The second sentence in the article, which I had replaced with an ellipsis (…), rushed to excuse the virus’ lack of punishing Harnett Co. schoolkids: “But one physician who has studied how to limit viral transmission in schools said Thursday that he still believes it’s too early for school districts to drop mask mandates.”

The expert appeared to suggest Harnett’s results weren’t from actual reductions in infections, but from lack of testing:

“The key question there is, how many students are getting tested,” said Dr. Daniel Benjamin, a pediatrician at Duke University and co-chairman of the ABC Science Collaborative, which examines pandemic-related data to provide guidance to school districts about policies and best practices.

Benjamin said one infected student could expose 20 others to the virus when few, if any, are wearing masks.

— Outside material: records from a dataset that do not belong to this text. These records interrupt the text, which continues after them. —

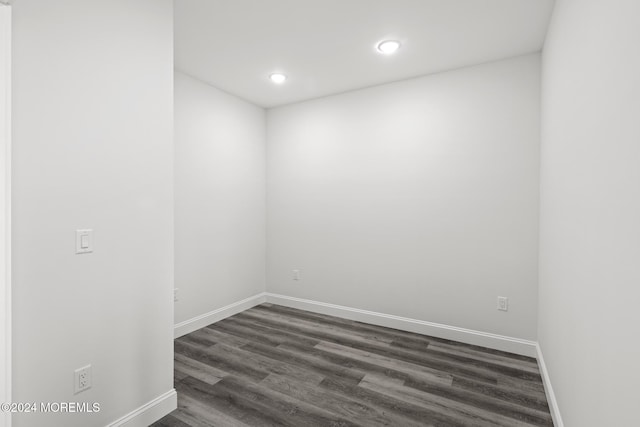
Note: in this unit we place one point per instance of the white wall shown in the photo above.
(220, 198)
(5, 206)
(416, 198)
(590, 211)
(92, 148)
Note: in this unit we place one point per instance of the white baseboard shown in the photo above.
(150, 412)
(548, 389)
(469, 336)
(203, 320)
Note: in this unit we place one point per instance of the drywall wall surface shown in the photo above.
(590, 210)
(220, 205)
(92, 149)
(417, 198)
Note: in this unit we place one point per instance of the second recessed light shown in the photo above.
(278, 78)
(388, 46)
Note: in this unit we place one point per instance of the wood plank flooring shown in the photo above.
(278, 366)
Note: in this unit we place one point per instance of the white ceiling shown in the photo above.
(328, 46)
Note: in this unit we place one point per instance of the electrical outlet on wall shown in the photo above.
(82, 379)
(503, 303)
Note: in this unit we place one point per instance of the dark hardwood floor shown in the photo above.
(278, 366)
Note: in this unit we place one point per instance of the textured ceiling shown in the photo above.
(328, 46)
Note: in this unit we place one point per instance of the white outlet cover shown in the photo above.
(84, 241)
(82, 379)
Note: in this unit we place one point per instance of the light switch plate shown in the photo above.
(84, 241)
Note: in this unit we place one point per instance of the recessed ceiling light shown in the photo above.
(388, 46)
(278, 78)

“If you don’t do much testing, you are not going to see a lot of positive results,” he said. “I would expect, if you have a child infected in elementary school, to have a considerable number of quarantines for every child infected, and if you don’t, that warrants some evaluation.”

Benjamin’s group was nationally excoriated for producing a study “proving” the effectiveness of school mask mandates by not including a control group (schools without mask mandates). The Wall Street Journal published another Duke researcher, Tom Nicholson, who exposed this “Sophistry at Duke in Defense of Masks.” A snippet:

All schools showed low degrees of transmission, for which the report credited the only unstudied pillar, the masking policy. Because it applied everywhere in the state, there was no control group. …

In an inversion of logic, the report concluded that the only nonvariable in the data set must be the cause of low transmission rates in North Carolina schools. It should be obvious that proving some components of a strategy as useless doesn?t demonstrate that others are effective. Such a claim requires a control group or appropriate statistical methods.

The researchers might as well have attributed the low Covid rate in schools to wearing shoes.